As aforementioned, the PF process can be affected by inhibitions mechanisms. Among them, the substrates inhibition and the self-shading phenomenon represent the most significative. Therefore, a numerical study was conducted to test the effect of such mechanisms on the process. In detail, two numerical simulation sets were performed, with different initial concentrations of substrate (S = 2.488, S1/2 = 1.244, S2 = 4.976, S5 = 12.440, S10 = 24.880, S20 = 49.760, and S50 = 124.440 gCOD L^-1) and different initial concentrations of nitrogen (N = 4.76, N1/2 = 2.38, N2 = 9.52, N5 = 23.8, N10 = 47.6, N20 = 95.2, and N50 = 238 mg L^-1). Figure 5 show the results of the simulation conducted with different substrates concentrations.

Figure 5. Numerical simulations of initial substrate concentration variation.

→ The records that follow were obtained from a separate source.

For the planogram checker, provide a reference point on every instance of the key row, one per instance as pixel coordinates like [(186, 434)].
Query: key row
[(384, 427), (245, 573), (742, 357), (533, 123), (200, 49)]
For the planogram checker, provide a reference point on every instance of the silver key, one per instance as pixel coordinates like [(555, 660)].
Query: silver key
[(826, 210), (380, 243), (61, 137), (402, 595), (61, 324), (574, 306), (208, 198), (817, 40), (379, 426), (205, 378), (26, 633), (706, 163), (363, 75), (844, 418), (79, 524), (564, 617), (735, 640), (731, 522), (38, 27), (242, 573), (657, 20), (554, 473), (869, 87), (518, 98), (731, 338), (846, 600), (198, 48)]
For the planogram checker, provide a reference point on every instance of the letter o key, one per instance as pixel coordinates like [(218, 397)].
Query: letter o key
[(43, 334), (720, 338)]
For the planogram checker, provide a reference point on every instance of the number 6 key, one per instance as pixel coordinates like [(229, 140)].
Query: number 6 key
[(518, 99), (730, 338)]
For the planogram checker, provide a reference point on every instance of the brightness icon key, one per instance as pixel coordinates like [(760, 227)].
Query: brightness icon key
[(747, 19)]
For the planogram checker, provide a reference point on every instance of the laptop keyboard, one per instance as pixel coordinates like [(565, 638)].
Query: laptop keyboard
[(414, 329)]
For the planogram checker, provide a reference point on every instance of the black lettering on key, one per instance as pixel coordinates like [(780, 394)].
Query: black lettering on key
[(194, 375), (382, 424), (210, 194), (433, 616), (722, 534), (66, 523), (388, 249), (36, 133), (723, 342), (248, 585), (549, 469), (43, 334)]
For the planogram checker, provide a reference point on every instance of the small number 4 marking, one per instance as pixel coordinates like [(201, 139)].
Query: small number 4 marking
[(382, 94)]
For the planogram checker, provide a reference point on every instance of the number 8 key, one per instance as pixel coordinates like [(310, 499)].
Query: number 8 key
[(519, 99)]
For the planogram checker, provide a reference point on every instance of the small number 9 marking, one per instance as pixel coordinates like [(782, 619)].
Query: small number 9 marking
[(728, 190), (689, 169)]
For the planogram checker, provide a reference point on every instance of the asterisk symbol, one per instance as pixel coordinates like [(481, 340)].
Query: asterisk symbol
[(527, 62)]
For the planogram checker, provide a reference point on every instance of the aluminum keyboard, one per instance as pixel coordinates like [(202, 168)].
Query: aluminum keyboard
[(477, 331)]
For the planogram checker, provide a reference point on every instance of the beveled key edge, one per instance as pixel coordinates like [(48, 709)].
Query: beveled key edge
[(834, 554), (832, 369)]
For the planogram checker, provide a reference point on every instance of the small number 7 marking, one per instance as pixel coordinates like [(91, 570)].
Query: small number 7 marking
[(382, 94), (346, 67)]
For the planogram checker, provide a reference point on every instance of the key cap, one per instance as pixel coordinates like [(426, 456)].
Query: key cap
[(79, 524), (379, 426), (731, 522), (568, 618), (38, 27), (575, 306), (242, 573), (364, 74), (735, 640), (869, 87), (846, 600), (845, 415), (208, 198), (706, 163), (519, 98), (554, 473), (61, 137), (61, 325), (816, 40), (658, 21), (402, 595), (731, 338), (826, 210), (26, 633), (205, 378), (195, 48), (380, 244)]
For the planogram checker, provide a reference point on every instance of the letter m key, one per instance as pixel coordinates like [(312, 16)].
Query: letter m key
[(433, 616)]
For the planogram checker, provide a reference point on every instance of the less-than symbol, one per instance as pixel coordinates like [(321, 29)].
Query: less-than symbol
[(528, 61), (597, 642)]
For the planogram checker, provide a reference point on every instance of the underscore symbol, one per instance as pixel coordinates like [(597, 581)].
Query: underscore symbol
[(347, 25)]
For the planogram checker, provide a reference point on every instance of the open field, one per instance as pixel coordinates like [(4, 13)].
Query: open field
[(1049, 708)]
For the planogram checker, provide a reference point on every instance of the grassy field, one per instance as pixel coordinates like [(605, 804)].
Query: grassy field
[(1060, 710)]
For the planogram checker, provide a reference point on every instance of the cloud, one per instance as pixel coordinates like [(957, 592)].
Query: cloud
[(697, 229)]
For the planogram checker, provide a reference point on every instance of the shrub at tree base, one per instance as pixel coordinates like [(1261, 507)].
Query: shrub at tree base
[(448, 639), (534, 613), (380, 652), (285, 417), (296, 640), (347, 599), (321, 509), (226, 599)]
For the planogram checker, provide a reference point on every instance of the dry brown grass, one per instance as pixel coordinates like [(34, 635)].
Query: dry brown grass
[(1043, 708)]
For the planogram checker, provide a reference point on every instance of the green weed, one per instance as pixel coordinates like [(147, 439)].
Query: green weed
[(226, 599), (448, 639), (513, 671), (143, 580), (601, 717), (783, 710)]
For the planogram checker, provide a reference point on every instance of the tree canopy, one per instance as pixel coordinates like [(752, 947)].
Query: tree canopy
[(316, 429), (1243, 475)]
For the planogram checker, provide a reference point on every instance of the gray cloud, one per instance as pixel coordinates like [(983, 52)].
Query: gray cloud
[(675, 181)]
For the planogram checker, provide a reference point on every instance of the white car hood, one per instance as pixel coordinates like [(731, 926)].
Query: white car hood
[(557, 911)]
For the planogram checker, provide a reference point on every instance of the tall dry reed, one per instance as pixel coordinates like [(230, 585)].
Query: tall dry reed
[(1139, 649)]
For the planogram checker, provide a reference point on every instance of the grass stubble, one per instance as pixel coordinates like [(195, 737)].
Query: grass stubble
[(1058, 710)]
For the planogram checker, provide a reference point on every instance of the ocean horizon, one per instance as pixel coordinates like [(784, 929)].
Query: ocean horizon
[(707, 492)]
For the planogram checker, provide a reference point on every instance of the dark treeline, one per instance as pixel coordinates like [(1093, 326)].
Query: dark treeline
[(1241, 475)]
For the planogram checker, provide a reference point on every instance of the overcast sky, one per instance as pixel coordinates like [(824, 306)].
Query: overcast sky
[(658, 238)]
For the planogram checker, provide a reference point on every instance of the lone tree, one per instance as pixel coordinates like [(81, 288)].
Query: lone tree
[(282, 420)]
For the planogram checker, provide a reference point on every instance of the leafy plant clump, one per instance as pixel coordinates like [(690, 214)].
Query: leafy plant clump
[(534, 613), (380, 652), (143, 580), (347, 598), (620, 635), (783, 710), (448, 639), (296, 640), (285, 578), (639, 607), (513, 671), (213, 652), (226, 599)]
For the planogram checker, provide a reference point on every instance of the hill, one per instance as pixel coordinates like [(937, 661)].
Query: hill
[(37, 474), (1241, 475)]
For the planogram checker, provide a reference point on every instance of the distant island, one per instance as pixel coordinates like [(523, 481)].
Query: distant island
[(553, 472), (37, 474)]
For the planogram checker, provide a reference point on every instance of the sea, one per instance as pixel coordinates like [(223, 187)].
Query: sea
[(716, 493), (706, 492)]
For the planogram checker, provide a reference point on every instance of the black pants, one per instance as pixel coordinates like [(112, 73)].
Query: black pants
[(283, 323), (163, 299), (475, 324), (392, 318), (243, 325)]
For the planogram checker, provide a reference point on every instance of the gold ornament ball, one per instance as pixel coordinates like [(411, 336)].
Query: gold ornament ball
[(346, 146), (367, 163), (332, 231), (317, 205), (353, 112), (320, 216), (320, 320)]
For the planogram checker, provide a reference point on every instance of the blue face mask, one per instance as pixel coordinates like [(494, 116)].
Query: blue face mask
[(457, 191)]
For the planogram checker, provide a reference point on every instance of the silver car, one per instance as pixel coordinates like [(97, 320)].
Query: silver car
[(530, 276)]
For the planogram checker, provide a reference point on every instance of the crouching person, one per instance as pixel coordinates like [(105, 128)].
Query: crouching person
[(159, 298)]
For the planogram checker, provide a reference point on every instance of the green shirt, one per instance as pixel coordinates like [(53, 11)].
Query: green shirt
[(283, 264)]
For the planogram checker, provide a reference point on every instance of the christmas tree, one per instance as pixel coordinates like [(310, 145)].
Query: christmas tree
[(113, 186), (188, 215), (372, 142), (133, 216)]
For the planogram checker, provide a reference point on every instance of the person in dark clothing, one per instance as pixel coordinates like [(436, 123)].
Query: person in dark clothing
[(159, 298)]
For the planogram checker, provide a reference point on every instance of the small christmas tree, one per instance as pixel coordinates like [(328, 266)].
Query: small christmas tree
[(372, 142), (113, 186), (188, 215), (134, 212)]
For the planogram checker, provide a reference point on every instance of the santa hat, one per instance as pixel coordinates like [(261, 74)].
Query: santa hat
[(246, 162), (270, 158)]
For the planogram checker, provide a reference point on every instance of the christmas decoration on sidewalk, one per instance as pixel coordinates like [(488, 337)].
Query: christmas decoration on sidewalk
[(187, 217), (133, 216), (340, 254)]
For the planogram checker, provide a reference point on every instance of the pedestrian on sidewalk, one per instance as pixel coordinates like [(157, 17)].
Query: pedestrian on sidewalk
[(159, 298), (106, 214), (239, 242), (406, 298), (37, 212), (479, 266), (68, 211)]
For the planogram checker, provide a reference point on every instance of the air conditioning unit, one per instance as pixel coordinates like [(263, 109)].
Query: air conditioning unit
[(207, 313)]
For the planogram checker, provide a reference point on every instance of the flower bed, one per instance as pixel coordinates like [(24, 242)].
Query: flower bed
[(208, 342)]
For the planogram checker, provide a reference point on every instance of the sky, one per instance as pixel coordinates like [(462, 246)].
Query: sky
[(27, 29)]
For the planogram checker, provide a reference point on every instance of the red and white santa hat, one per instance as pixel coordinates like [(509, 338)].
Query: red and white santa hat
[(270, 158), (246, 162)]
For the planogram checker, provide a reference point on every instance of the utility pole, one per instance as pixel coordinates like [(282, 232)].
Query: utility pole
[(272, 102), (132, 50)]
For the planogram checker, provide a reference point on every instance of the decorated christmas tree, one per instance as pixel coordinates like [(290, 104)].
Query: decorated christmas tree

DownLoad: Full-Size Img PowerPoint

S represent the substrate concentration of the experimental data used for the calibration. As it can be observed from results, a lower concentration (S1/2) determines the lowering of all products (hydrogen, catabolites and PHB). Slower biomass growth and nitrogen consumption can be observed as well. Conversely, the increase of the substrate concentration (S2 and S5) leads to higher values of all products. In particular, under the concentration S5, the substrate is not completely consumed at the end of the fermentation time of 12 days. Consequently, the consumption of PHB is not observed anymore. As previously remarked, this phenomenon only takes when organic substrates are present at low concentrations. The further increase of the substrate concentration (from S10 to S50) determines a lowering of hydrogen, PHB, and catabolites production, due to the substrate inhibition phenomenon. However, in terms of both hydrogen and PHB generation, the simulation with S10 concentration is still preferred compared to the initial value of S. Due to the high substrate concentration, the S20 scenario leads to a higher PHB concentration with respect to the S condition. On the other hand, hydrogen and catabolites productions are lower. For S20 and S50, the substrate inhibition is evident even in terms of biomass generation and nitrogen consumption. According to numerical simulations, the substrate inhibition takes place when acetate concentration is higher than 12.440 gCOD L^-1. Such value represents the best condition to maximize both hydrogen and PHB.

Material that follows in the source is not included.